If in fact, the European Union wanted to exert some pressure, it could cut the funds. However, this would cause prejudice for European multinationals, mainly the French and Germans. However, as Michael Ignatieff says, president of the Center-European University (forced to move to Vienna due to the government’s persecution), the European Union holds “complicity and conformity” with Orbán. For example, his party the Fidesz, continues to be a member of the European People’s Party (EPP), which is Merkel’s administration sustain.
Protests in Hungary
Due to the poor labor conditions in the country, 600 thousand workers migrated to other European Union countries, which combined with the end of the immigrant flux, it generated the need of labor power.

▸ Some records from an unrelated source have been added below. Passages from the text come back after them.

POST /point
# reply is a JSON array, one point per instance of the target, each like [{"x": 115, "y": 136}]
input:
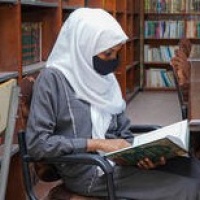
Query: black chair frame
[{"x": 81, "y": 158}]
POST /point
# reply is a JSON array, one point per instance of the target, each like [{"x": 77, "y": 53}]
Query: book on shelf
[
  {"x": 31, "y": 42},
  {"x": 169, "y": 141}
]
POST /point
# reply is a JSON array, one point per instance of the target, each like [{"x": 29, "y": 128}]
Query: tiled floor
[{"x": 161, "y": 108}]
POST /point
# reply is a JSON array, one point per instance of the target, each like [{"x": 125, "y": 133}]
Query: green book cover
[{"x": 169, "y": 141}]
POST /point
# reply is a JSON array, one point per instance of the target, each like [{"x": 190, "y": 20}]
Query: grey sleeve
[
  {"x": 42, "y": 134},
  {"x": 120, "y": 128}
]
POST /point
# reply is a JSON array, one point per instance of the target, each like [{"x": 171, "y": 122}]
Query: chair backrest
[{"x": 9, "y": 100}]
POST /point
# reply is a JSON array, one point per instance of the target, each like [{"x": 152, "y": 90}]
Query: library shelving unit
[
  {"x": 164, "y": 24},
  {"x": 29, "y": 29},
  {"x": 127, "y": 13},
  {"x": 42, "y": 19}
]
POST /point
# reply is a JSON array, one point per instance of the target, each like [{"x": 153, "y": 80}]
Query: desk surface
[{"x": 194, "y": 96}]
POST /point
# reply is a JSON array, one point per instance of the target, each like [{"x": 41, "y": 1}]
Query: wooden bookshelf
[
  {"x": 50, "y": 14},
  {"x": 157, "y": 17}
]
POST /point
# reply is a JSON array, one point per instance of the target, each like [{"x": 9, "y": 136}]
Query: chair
[
  {"x": 83, "y": 158},
  {"x": 9, "y": 92}
]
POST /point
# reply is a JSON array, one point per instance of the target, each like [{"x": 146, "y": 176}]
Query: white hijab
[{"x": 86, "y": 33}]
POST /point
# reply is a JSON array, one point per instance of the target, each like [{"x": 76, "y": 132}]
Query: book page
[{"x": 177, "y": 133}]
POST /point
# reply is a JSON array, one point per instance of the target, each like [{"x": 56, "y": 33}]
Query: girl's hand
[
  {"x": 148, "y": 164},
  {"x": 106, "y": 145}
]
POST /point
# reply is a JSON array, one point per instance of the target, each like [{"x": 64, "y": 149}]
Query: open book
[{"x": 169, "y": 141}]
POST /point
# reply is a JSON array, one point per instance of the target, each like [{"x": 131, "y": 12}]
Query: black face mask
[{"x": 105, "y": 67}]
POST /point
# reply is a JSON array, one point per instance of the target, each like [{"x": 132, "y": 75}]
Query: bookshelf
[
  {"x": 164, "y": 24},
  {"x": 29, "y": 29},
  {"x": 42, "y": 19}
]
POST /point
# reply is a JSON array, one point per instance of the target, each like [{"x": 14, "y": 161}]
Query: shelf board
[
  {"x": 157, "y": 63},
  {"x": 8, "y": 1},
  {"x": 39, "y": 3},
  {"x": 30, "y": 69},
  {"x": 4, "y": 76},
  {"x": 71, "y": 8},
  {"x": 159, "y": 89},
  {"x": 170, "y": 15}
]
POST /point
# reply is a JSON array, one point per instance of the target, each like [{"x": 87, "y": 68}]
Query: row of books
[
  {"x": 31, "y": 42},
  {"x": 172, "y": 29},
  {"x": 159, "y": 54},
  {"x": 159, "y": 78},
  {"x": 172, "y": 6}
]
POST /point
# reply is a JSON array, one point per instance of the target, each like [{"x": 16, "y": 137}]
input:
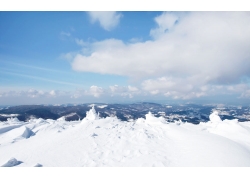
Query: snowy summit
[{"x": 112, "y": 142}]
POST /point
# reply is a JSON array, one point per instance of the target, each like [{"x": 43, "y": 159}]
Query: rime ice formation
[
  {"x": 111, "y": 142},
  {"x": 150, "y": 118},
  {"x": 91, "y": 114},
  {"x": 214, "y": 117}
]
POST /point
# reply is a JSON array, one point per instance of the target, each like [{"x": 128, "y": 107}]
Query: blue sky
[{"x": 78, "y": 57}]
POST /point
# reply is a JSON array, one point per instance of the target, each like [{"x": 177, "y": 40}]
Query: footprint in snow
[
  {"x": 12, "y": 162},
  {"x": 38, "y": 165}
]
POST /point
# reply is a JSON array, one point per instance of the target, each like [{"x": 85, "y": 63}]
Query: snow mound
[
  {"x": 151, "y": 119},
  {"x": 12, "y": 162},
  {"x": 214, "y": 117},
  {"x": 13, "y": 120},
  {"x": 61, "y": 118},
  {"x": 38, "y": 165},
  {"x": 102, "y": 106},
  {"x": 91, "y": 114},
  {"x": 19, "y": 133}
]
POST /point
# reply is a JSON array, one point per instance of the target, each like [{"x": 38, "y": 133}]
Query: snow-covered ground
[{"x": 148, "y": 141}]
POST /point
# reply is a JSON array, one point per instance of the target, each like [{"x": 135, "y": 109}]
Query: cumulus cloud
[
  {"x": 189, "y": 54},
  {"x": 108, "y": 19},
  {"x": 96, "y": 91}
]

For this, the Orbán administration pushed a labor reform, which is known as the “Bill of Slaves”. It increases from 250 to 400 the maximum number of overtime allowed in a year, a six-day labor week and it authorizes entrepreneurs to pay overtime in up to 36 months. The bill comes from need due to scarce labor power, and it seeks to benefit great international manufacturing enterprises. In 2015, the government had carried out a program to motivate young people to return to their homes, offering houses and making labor promises, better labor conditions, although more precarious than in the rest of the continent, but it did not work.
Therefore, the patience of the workers and the youth with this model began to run out. Protests began when the opposition representatives began to claim in the building of the state television and were brutally repressed and expelled by the security forces of a private company, owned by the Interior Minister, general Pintér. Street cuts and demonstrations summoned via Internet, with leaflets, pamphlets, songs, video clips, gifs and memes. They reached their peak on Sunday December 16, 2018, with around 20 thousand people marching in Budapest. Besides, there were protests in other cities like Szeged, Békéscsaba, Debrecen, Miskolc, Veszprém, and Györ. Polls showed 83% of the population stands against this “Overtime Bill”.
The government argues that if they work more, they will earn more, but… only in a few years. It denounces the protests as work of foreign mercenaries paid by George Soros, as part of a “Jewish-Mason-illuminate plot”, caused by “cultural Marxists”, “feminists”, “cosmopolite globalizers” and by “Gay lobby”.
Workers in Hungary are showing the Path
We may draw some conclusions about the experience in Hungary that may help for Brazil. One of them is that despite the electoral victories of far right wing organizations and parties, workers make their experience from the measures these governments adopt regarding their living and labor conditions, and they fight for their rights.
As the Hungarian philosopher Gaspar Miklós Tamás says, “After the bitter disappointment of the past 15 years, electoral politics remain in a second level, no one seems to be interested in it”.
Bolsonaro believes he is joining a growing wave that will send him to the top of an international ‘anti-globalization’ phenomenon, and he was pleased with the presence of Orbán, Netanyahu and Trump’s Secretary of State in his inauguration ceremony. However, when this government’s attacks begin to affect the rights of the working class, there will be a reaction, and Bolsonaro will have to face growingly organized struggles, as it happens in Hungary today.